In fact, erection-challenged sex lives were a lot like what Betty Friedan called "the problem that has no name" 30 years earlier, referring to women's malaise of unfulfillment: A problem millions had but no one talked about because they thought it was "just them."
Pfizer's Viagra, launched in 1998 just as direct-to-consumer drug advertising began, changed all that. Just as valuable as giving an ED sufferer hope of a treatment, it brought ED out of the closet, shedding sunlight on the problem and removing the taboo. Suddenly, couples were able to talk about "it."

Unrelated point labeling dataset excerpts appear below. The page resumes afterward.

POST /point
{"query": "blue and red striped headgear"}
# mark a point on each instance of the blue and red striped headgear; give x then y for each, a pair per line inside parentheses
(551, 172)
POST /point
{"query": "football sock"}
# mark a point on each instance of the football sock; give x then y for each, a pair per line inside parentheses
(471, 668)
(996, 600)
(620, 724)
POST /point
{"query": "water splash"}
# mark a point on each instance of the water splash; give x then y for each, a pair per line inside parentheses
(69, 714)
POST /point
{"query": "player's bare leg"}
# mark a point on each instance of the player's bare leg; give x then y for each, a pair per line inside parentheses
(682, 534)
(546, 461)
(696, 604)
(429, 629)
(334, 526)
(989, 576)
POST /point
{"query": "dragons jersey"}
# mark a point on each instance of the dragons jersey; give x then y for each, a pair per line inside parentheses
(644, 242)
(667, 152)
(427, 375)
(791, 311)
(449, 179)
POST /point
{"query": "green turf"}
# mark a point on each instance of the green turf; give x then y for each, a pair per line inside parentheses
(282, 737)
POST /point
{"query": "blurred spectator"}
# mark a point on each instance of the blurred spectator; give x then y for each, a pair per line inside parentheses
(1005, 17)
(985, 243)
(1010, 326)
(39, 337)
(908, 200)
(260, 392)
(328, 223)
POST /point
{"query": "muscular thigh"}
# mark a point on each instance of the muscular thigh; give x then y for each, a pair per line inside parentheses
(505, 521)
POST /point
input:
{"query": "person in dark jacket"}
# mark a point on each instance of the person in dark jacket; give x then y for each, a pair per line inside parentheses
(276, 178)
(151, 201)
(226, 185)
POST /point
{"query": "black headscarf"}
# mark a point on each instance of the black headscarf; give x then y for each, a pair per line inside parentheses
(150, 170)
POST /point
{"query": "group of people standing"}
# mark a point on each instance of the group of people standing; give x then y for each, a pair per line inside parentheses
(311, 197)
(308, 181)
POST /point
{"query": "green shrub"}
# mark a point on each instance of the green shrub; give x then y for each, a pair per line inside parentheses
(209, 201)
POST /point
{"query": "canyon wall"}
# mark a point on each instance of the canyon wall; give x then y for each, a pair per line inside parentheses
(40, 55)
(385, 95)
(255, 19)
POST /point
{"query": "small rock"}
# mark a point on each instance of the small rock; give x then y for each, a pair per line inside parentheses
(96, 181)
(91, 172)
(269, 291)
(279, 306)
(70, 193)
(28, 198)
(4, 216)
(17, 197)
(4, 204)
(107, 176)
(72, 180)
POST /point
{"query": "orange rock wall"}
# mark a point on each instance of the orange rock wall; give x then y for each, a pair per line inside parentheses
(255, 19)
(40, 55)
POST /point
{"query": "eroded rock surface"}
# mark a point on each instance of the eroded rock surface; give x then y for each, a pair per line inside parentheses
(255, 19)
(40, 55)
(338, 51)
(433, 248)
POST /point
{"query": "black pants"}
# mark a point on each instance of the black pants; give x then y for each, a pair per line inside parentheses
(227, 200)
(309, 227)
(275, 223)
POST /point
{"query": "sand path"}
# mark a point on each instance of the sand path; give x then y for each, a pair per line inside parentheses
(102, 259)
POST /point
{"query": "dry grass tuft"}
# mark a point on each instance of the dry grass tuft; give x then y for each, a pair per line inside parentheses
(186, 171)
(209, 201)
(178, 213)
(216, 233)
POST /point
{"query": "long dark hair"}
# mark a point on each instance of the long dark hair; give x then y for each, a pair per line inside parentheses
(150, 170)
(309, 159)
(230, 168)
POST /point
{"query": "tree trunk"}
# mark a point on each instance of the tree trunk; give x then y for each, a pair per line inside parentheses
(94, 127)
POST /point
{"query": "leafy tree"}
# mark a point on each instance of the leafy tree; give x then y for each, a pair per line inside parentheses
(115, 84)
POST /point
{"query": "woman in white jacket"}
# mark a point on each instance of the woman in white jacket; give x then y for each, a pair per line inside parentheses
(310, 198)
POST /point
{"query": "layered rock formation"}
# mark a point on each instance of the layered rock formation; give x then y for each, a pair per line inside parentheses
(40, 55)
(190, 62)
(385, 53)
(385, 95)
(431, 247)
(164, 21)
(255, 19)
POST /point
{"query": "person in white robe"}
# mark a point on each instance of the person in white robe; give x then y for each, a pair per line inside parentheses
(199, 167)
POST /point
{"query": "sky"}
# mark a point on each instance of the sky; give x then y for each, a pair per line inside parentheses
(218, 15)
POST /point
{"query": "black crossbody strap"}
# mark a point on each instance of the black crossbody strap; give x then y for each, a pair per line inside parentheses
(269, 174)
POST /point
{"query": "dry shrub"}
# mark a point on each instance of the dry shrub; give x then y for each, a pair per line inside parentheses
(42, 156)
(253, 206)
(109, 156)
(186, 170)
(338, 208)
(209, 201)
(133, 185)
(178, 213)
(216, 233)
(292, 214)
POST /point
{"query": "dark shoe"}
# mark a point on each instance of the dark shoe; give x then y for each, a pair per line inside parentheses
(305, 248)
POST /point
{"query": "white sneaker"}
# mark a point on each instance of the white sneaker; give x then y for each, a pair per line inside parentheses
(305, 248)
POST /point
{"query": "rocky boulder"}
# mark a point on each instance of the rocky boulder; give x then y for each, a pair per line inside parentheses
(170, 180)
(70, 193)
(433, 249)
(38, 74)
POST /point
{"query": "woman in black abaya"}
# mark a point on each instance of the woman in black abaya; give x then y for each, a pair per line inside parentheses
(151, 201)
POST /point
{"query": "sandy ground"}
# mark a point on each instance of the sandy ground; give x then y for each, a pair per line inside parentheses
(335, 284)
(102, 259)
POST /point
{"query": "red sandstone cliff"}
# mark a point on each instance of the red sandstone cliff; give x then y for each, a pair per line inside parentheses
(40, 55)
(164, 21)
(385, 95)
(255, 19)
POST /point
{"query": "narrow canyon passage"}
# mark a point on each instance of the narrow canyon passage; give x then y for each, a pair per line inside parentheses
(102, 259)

It did not hurt that former presidential candidate Sen. Bob Dole and soccer star Pele further destigmatized ED when they served as Viagra pitchmen.
Of course most people know the social and financial phenomenon ED drugs turned out to be. Thirty-five million men have used Viagra alone which still claims almost half the market, shared with Cialis, Levitra and other drugs. When news of an ED drug first hit the airwaves, Dr. Jed Kaminetsky, a New York University urologist, said he had to add weekend hours to accommodate all the men requesting prescriptions. In 2012, Viagra sales were still $2 billion a year.
ED drugs do not work for everyone and, of course, have side effects. But they have transformed the very way people think about their sex lives by establishing the right to a good sex life, even as people age.
"More than any pill ever to be dispensed, Viagra has played to the yearnings of American culture: eternal youth, sexual prowess, not to mention the longing for an easy fix," wrote the New York Times a few years ago.